She rode out into the shadows, the dawn having barely lifted the hem of
night's purple raiment from the edge of the world; out into the desert
stretching silver-grey, soundless, half-waking; just stirred by the
light touch of the breeze, which, heralding the dawn, sends little
spirals of sand dancing away to the east and away to the west and blows
out the stars one by one.

And she rode listlessly, knowing that no desert would ever be as this
desert, or dawn as this passing of the night, or liberty as this hour
of freedom in the wastes of sand.

And then, when perhaps ten, perhaps more or less, miles out, she pulled
the stallion sharply and sat forward, staring, whilst her heart
thrilled in a most unwarrantable manner beneath her coat.

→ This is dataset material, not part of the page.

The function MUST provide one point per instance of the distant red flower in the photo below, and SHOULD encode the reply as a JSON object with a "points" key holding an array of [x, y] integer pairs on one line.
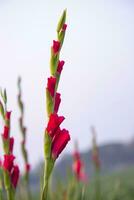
{"points": [[54, 123], [60, 66], [11, 143], [96, 160], [76, 155], [28, 167], [64, 27], [56, 46], [59, 143], [8, 162], [8, 115], [77, 167], [51, 85], [15, 175], [57, 102], [5, 135]]}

Upon a hummock of sand, with tattered robes of saffron, purple and of
gold about his feet, there sat a youth.

Sideways he sat, with tips of slender feet to ground as though
preparatory to flight. One fine brown hand pushed back a misty veil
before the face, which shone wanly in the half-light. A strange,
dreamy, cruel face, with crimson laughing mouth, hawk-nose, pointed
chin, and eyes of grey-blue-green: eyes in which the pupils never close
and which under the shadow of the coarse black hair a-grit with sand
shone like twin pools of loneliness hidden in the rocks of Time. The
other hand, outstretched, palm uppermost, held between the curling
beckoning fingers tatters of the veil which, blown by the wind, twined
about the slender limbs and outlined the ribbed ridges of the body thin
to gauntness.

And even as she looked, the hummock showed empty, whilst, half-turned,
upon tips of slender feet, with beckoning hand, he stood a mile off,
perchance more, this youth of crimson, laughing mouth and haunting eyes.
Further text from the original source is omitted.